Australia's cricketers should be prepared to say goodbye to the Gabba as their traditional starting point to summer outside of Ashes series - if the words of the Cricket Australia chief executive James Sutherland are anything to go by.
While admitting the team sees the Gabba as a "real stronghold", Sutherland has hinted strongly that the search for a more commercially successful Brisbane Test is likely to lead to this year's mid-December time slot being persisted with, more than likely in the day/night configuration to be tried against Pakistan this week. Such a decision would mean the loss of a major competitive advantage for the hosts.
In unveiling the schedule for next summer's Ashes, CA have outlined how that now seems to be the only Test series in which the national team's preparation is to be kept as ideal as possible, with as many as four Sheffield Shield matches scheduled before the first match at the Gabba. Other summers against less marketable opponents will likely throw up similar issues to those seen this season - at least until proposed league structures for international cricket are approved at ICC level and take effect some time after 2019.
"We'll definitely keep our options open there. Every summer's different. I know there are aspects of the 2018-19 summer that are very different to others, that's just the nature of international cricket," Sutherland said when asked about keeping the Gabba Test in mid-December. "It's certainly a possibility we play the Brisbane Test match at a different time in the season.
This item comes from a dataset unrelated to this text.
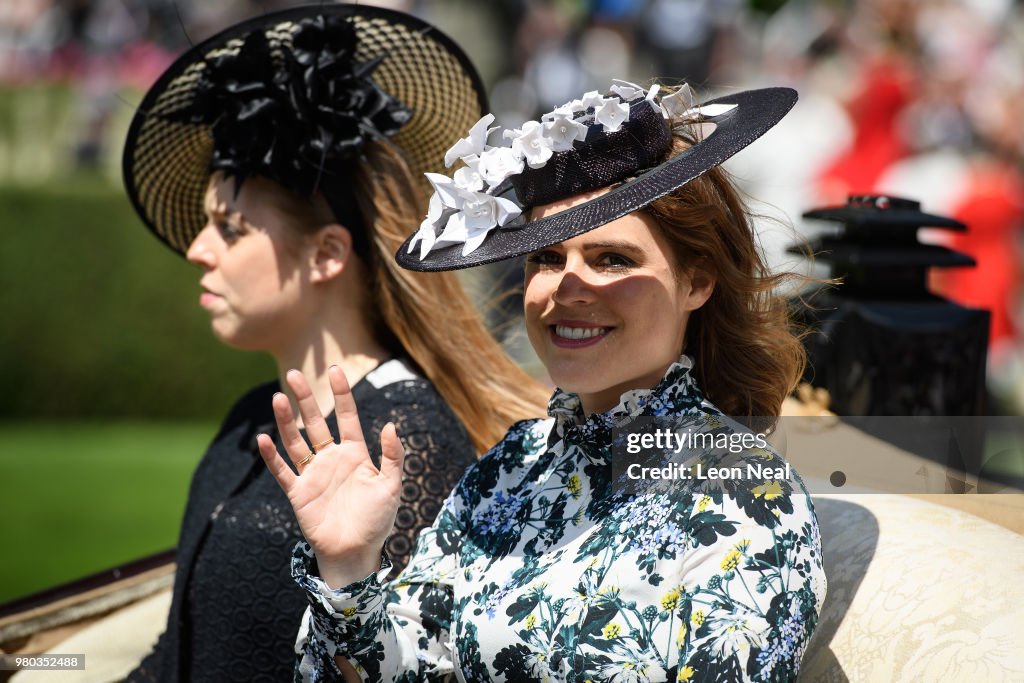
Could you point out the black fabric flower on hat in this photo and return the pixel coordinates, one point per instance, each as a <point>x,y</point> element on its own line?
<point>293,113</point>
"I want to make that very clear. It was absolutely calculated for us to play the Test match here at this time. We wanted to ensure we gave ourselves the best opportunity to understand the Brisbane market and how we can increase attendances here. There's a lot of promotion around it, we've got fantastic partners in the Queensland government and Brisbane city council, let's see how this week pans out.
"We're on target to have the highest attendance ever for a non-Ashes Test match at the Gabba this week. We're looking at around 80,000 and we're very hopeful we're on track for that."
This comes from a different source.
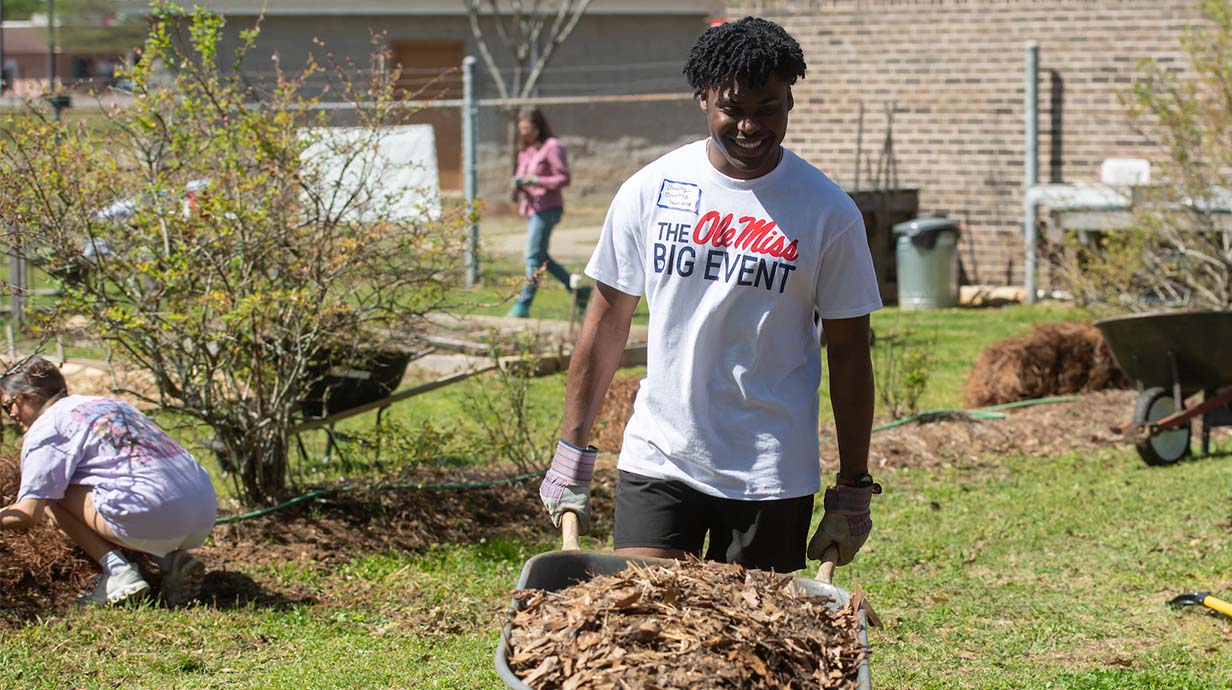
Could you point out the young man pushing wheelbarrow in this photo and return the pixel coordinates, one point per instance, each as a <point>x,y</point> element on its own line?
<point>734,242</point>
Success in home Ashes series is seen as the most pivotal team performance metric for the entirety of CA, especially after the disastrous 2010-11 summer placed considerable heat upon Sutherland and the governing body's board directors, resulting in the Argus review. To that end, Australia's players can expect a similar lead-in to the 2013-14 season, albeit with the distraction of an ODI series in India beforehand. That result eased a level of pressure on the top end of CA that has not been matched by this summer's home series loss to South Africa.
"We're really comfortable with the traditional order, and let's be honest, this venue is a real stronghold for the Australian team, they love playing here," Sutherland said. "This is the same order as the 13-14 Ashes summer, which was very successful for the team and in terms of spectator attendance and public interests.
"We've really wanted to not change anything in that regard, and we'll have a similar lead-in to the 13-14 summer with something like three or four Shield matches leading into the first Test, which we're able to do when the Ashes series starts in late November.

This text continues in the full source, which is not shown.